O Red Bull Ring possui apenas 4,318 quilômetros de extensão, sendo um dos menores circuitos do calendário. Em condições normais de classificação, os tempos de volta costumam ficar próximos de um minuto, tornando a pista uma das mais rápidas da temporada em termos de tempo total de volta.

Essa característica reduz as diferenças entre os carros e mantém o pelotão mais compacto. Pequenos erros podem custar várias posições, enquanto décimos de segundo fazem enorme diferença na formação do grid.

A corrida é disputada em 71 voltas, totalizando pouco mais de 306 quilômetros.

Apenas dez curvas, mas muitas oportunidades de ultrapassagem

O traçado austríaco possui somente dez curvas, o menor número entre os circuitos permanentes do campeonato.

Apesar disso, o Red Bull Ring oferece três pontos importantes de ultrapassagem, concentrados principalmente nas curvas 1, 3 e 4. As longas retas e as fortes zonas de frenagem permitem ataques frequentes e ajudam a criar corridas mais movimentadas do que em muitos circuitos com traçados mais complexos.

Essa combinação faz da Áustria uma das pistas que mais favorecem disputas roda a roda na Fórmula 1 atual.

Lando Norris (GBR) McLaren MCL39 leads at the start of the race.
Foto: XPB Images

O palco de uma das eras mais dominantes da Red Bull

Desde o retorno da Fórmula 1 ao circuito austríaco em 2014, a Red Bull transformou a etapa em uma de suas principais fortalezas.

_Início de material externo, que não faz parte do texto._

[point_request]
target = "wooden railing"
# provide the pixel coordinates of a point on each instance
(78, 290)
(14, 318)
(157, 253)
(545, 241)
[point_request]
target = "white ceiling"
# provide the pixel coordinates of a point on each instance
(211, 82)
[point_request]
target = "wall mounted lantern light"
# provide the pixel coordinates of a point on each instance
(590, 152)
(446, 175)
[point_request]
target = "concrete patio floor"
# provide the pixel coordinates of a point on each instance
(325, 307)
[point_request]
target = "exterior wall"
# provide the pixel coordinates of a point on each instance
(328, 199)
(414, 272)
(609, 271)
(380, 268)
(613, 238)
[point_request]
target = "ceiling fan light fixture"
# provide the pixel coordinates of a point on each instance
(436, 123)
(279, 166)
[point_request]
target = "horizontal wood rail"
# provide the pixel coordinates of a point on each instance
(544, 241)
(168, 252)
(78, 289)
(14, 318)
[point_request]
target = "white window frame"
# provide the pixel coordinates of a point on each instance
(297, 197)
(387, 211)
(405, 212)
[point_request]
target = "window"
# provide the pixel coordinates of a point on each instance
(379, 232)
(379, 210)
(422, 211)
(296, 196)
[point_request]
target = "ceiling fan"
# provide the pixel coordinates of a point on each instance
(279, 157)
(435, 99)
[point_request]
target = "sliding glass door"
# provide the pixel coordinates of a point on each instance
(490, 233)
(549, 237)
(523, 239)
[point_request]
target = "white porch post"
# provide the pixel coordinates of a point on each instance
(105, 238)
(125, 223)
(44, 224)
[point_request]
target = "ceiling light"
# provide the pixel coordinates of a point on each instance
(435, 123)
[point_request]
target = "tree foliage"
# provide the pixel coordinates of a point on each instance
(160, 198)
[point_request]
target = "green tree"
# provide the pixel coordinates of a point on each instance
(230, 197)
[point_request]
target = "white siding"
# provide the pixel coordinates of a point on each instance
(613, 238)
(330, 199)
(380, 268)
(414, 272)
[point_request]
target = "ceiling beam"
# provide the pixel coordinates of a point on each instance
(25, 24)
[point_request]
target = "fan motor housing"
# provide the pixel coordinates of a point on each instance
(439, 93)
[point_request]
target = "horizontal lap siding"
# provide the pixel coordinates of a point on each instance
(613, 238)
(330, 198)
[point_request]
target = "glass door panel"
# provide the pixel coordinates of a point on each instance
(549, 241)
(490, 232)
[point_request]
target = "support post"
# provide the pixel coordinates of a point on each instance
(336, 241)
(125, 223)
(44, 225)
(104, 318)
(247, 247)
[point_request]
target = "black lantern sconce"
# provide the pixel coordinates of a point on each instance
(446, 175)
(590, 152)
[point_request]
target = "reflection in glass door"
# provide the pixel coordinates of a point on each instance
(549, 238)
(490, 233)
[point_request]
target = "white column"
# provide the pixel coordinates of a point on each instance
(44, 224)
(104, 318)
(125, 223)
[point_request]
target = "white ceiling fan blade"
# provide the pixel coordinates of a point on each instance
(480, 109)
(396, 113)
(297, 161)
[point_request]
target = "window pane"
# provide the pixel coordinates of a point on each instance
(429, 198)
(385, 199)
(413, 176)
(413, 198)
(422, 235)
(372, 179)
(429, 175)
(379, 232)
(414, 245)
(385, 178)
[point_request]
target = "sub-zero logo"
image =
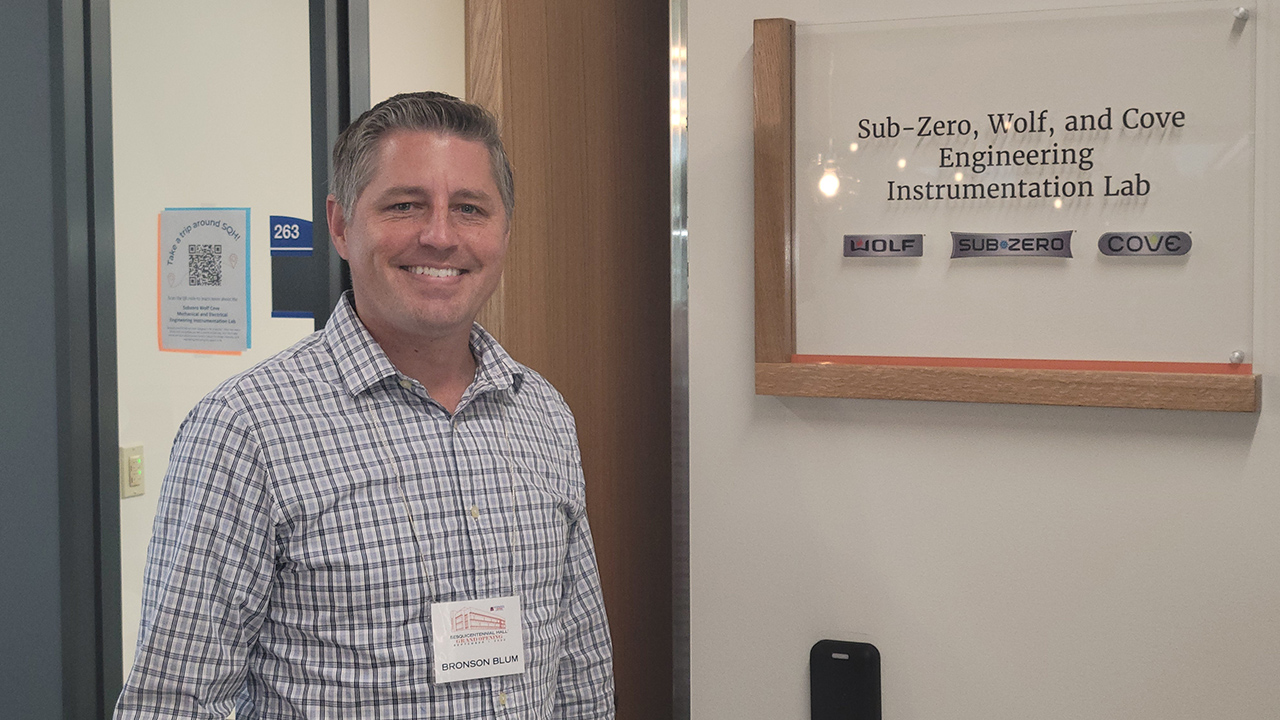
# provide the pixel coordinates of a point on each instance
(1130, 244)
(1011, 245)
(883, 245)
(471, 619)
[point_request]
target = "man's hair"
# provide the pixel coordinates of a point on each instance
(355, 155)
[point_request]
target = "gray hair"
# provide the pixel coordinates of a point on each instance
(355, 155)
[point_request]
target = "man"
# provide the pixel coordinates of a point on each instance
(387, 519)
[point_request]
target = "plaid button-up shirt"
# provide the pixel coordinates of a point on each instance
(318, 505)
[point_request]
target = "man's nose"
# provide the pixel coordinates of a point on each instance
(437, 231)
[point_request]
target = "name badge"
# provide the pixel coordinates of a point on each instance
(478, 638)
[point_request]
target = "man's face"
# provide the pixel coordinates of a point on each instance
(426, 237)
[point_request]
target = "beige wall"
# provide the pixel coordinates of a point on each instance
(416, 45)
(1010, 563)
(210, 108)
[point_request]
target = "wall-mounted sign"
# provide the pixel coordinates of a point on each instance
(883, 245)
(204, 279)
(1011, 245)
(291, 237)
(988, 130)
(1144, 244)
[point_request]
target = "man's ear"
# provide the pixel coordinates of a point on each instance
(337, 226)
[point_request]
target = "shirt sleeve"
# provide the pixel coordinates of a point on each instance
(585, 688)
(208, 573)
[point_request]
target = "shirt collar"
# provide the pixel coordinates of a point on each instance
(362, 364)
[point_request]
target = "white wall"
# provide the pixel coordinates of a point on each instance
(416, 45)
(1010, 563)
(211, 106)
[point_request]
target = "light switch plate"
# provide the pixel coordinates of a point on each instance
(132, 475)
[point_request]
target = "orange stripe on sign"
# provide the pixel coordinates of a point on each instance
(1022, 364)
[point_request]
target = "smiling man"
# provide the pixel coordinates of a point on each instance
(388, 519)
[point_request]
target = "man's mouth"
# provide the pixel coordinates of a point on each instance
(433, 272)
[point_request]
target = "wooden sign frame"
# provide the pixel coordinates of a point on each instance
(778, 370)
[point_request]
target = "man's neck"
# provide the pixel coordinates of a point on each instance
(444, 365)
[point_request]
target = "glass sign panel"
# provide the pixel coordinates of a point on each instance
(1043, 185)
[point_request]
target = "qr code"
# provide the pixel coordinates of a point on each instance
(205, 264)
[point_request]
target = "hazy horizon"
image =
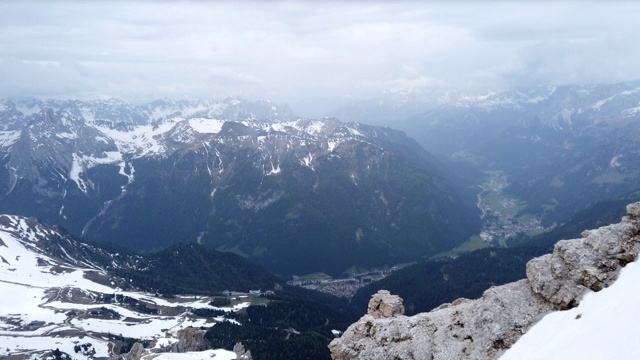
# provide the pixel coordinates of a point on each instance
(312, 56)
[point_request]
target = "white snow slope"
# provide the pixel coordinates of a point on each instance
(603, 326)
(40, 294)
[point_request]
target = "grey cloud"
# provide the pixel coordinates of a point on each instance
(305, 52)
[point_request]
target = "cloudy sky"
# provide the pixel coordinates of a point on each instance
(311, 55)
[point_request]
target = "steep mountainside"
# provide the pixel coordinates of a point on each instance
(486, 327)
(427, 284)
(69, 299)
(560, 148)
(296, 195)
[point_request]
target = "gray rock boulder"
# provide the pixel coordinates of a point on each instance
(190, 339)
(484, 328)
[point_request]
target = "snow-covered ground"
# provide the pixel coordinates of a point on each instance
(38, 312)
(603, 326)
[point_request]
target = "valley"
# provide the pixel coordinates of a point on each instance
(504, 217)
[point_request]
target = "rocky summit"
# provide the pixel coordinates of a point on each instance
(484, 328)
(296, 195)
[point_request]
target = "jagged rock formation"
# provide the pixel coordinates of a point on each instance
(484, 328)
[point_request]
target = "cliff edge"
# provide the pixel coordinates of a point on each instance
(486, 327)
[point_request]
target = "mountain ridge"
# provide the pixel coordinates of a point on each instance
(486, 327)
(150, 176)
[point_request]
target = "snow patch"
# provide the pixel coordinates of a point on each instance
(603, 326)
(206, 126)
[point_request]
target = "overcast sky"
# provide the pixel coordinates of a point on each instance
(310, 55)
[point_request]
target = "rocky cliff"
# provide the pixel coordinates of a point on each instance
(484, 328)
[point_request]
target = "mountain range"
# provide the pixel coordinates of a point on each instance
(558, 148)
(296, 195)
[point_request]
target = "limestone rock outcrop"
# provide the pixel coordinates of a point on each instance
(484, 328)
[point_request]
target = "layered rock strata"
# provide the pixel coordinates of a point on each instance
(484, 328)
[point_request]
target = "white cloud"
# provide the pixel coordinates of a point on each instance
(300, 51)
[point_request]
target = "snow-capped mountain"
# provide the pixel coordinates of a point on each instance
(560, 147)
(59, 295)
(246, 177)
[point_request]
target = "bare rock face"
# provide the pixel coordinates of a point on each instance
(136, 352)
(484, 328)
(385, 305)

Max Verstappen é um dos maiores vencedores da história recente da prova e ajudou a consolidar a relação especial entre o circuito e a equipe de Milton Keynes. Não por acaso, o fim de semana costuma atrair dezenas de milhares de torcedores holandeses, criando uma das atmosferas mais marcantes do campeonato.

Mesmo em temporadas nas quais a Red Bull não chega como favorita, a expectativa em torno do desempenho da equipe em Spielberg costuma ser elevada.

Um circuito que exige muito dos pilotos

Embora pareça simples à primeira vista, o Red Bull Ring apresenta desafios importantes.

As mudanças de elevação são significativas, especialmente no primeiro setor. Os pilotos passam boa parte da volta acelerando em subida antes de enfrentar fortes frenagens. Além disso, as zebras agressivas e os limites de pista frequentemente se transformam em tema de discussão ao longo do fim de semana.

Outro fator relevante é a altitude. O circuito está localizado a aproximadamente 700 metros acima do nível do mar, uma das maiores do calendário. Isso afeta a refrigeração dos carros, a eficiência aerodinâmica e o trabalho das unidades de potência.

Uma pista que raramente decepciona

Nos últimos anos, o Red Bull Ring foi palco de algumas das disputas mais lembradas da Fórmula 1. O circuito recebeu batalhas entre Verstappen e Leclerc, corridas decididas por estratégia, intervenções de Safety Car e disputas intensas até as voltas finais.

Talvez seja justamente essa combinação que explique sua popularidade. O traçado é simples de entender, mas difícil de dominar. Oferece oportunidades de ultrapassagem sem depender exclusivamente delas e frequentemente mantém a corrida aberta por mais tempo do que a maioria dos circuitos do calendário.

Por isso, quando a Fórmula 1 desembarca na Áustria, existe uma expectativa quase automática de que algo interessante aconteça. E os números mostram que essa expectativa não surge por acaso.